Friday, October 8, 2010

Don Caballero - "Haven't Lived Afro-Pop"

Haven't Lived Afro Pop

The first post here can't not be a Don Caballero song.  I guess that's mostly because the blog itself is named for a (not quite as good) track from a (not quite as good) album.  It's also because Don Cab has consistently been my favorite band that's not already other people's favorite band, and the album this track is from seems to me to be their best.  

I first heard Don Caballero at a friend's house the night I graduated from high school.  It took a few months to fully come around to how different it was from what a high school kid thinks rock music is supposed to be (just not having vocals seemed experimental at the time), but by my first couple years of college I was obsessed with 2 and What Burns Never Returns (their first one, For Respect, is pretty forgettable, directly attributable, I've always assumed, to Ian Williams not having yet dominated the songwriting).  The music seemed impossibly dense for a standard line-up rock band, and it was repetitive just up to the point of ridiculousness, but also constantly in motion.  I hadn't yet heard Steve Reich et al, and so the classical minimalist move of mechanical repetition with subtle variation was brand new to me.  Nor had I started liking the drumming of Bill Bruford or the various other prog drummers Damon Che draws on so heavily.  What I had heard was a lot of other late '90s math rock bands, and the music of Don Cab seemed so much more purposeful than its contemporaries.  It's complexity was confident, and the dense patterns created by the guitar and bass were playful and fun in a way, say, June of 44 could never be.  The opening beat of "Slice Where You Live Like Pie" sounds like you could rap over it, while the guitar entrance sounds like an arpeggiator malfunctioning.

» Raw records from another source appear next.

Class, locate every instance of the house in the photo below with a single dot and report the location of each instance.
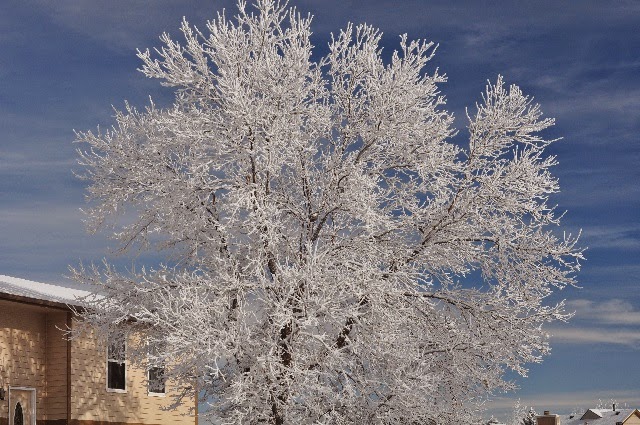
(614, 416)
(47, 379)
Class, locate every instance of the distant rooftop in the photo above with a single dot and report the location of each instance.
(43, 293)
(597, 417)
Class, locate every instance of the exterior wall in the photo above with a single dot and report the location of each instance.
(34, 353)
(25, 357)
(56, 367)
(93, 404)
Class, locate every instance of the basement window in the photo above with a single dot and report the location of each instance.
(117, 364)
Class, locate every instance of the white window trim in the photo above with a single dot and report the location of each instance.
(106, 369)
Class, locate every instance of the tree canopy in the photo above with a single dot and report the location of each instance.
(332, 256)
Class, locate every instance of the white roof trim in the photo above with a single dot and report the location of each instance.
(68, 293)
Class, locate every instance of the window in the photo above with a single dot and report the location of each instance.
(155, 373)
(117, 364)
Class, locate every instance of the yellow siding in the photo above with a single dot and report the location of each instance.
(56, 365)
(33, 353)
(91, 400)
(23, 351)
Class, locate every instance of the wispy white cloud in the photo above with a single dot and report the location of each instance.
(618, 236)
(628, 338)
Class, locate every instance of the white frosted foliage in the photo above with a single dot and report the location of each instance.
(332, 257)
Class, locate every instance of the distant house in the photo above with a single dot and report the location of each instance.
(47, 379)
(612, 416)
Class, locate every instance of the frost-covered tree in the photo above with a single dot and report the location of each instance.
(332, 256)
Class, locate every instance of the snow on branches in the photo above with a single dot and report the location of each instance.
(332, 256)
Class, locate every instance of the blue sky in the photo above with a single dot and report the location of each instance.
(64, 63)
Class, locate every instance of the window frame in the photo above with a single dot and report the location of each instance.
(150, 392)
(123, 362)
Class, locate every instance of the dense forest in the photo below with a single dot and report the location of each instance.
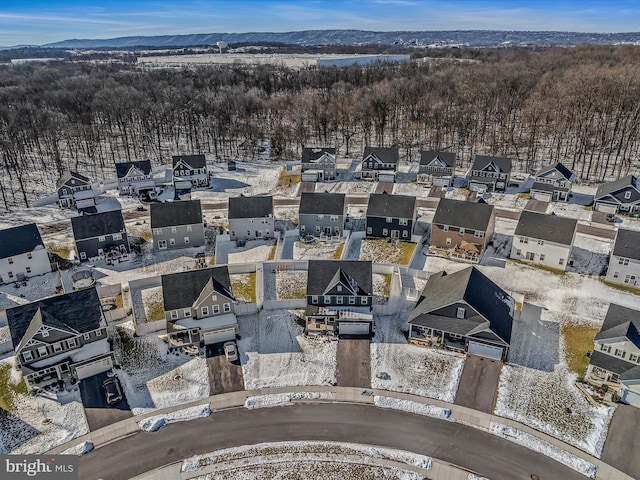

And, then, there I was, nineteen, having seen Don Cab a couple times that year, thinking this is pretty much my favorite band that's not the Beatles or Fugazi and these dudes drop American Don.  At this point Ian Williams had muscled the other guitar player out of the band and had taken over all composing with the help of his various looping pedals and a new bass player who was happy to assert no personality on his instrument.  He has also somehow managed to talk Damon Che into chilling out and submitting his drumming to the music more than ever before.  (After a hostile break up, Che would start a Don Cab cover band with him as the drummer and go tour for several years claiming to still be the band.  I saw it.  It was okay).  On this track, Williams's loop-generated compositional style is realized more fully than anywhere else.   For the first four minutes it's all short tight melodic phrases layered on top of each other, coming fairly evenly, every four or eight bars.  The guitar and bass are clean-toned (as throughout the album) and we're mostly in a joyful D-major.  The song title, which I've always assumed should be seen vis-a-vis the idea of "living the blues,"* refers to the afropop guitar lines that Williams draws on so heavily here, not as homage or pastiche, but as faithless inspiration -- though I would only more fully hear that years later when I started listening to highlife and soukous, etc.  Then at 4:02 that ass-kicking bass line comes in, the tangle of guitar patterns has its last minute of glory, and at 5:24 we get a demonstration of how a such a tangle is constructed.  At 6:53, Che is cut loose to drum like he did back in the day.  His crazy long fills rule, of course, but in a way that can't touch the beauty of the rock-minimalist masterpiece that they conclude.

*My high school music teacher said to the jazz band when we complained about having to be at school at 7am to practice: "You've gotta live the blues to play the blues."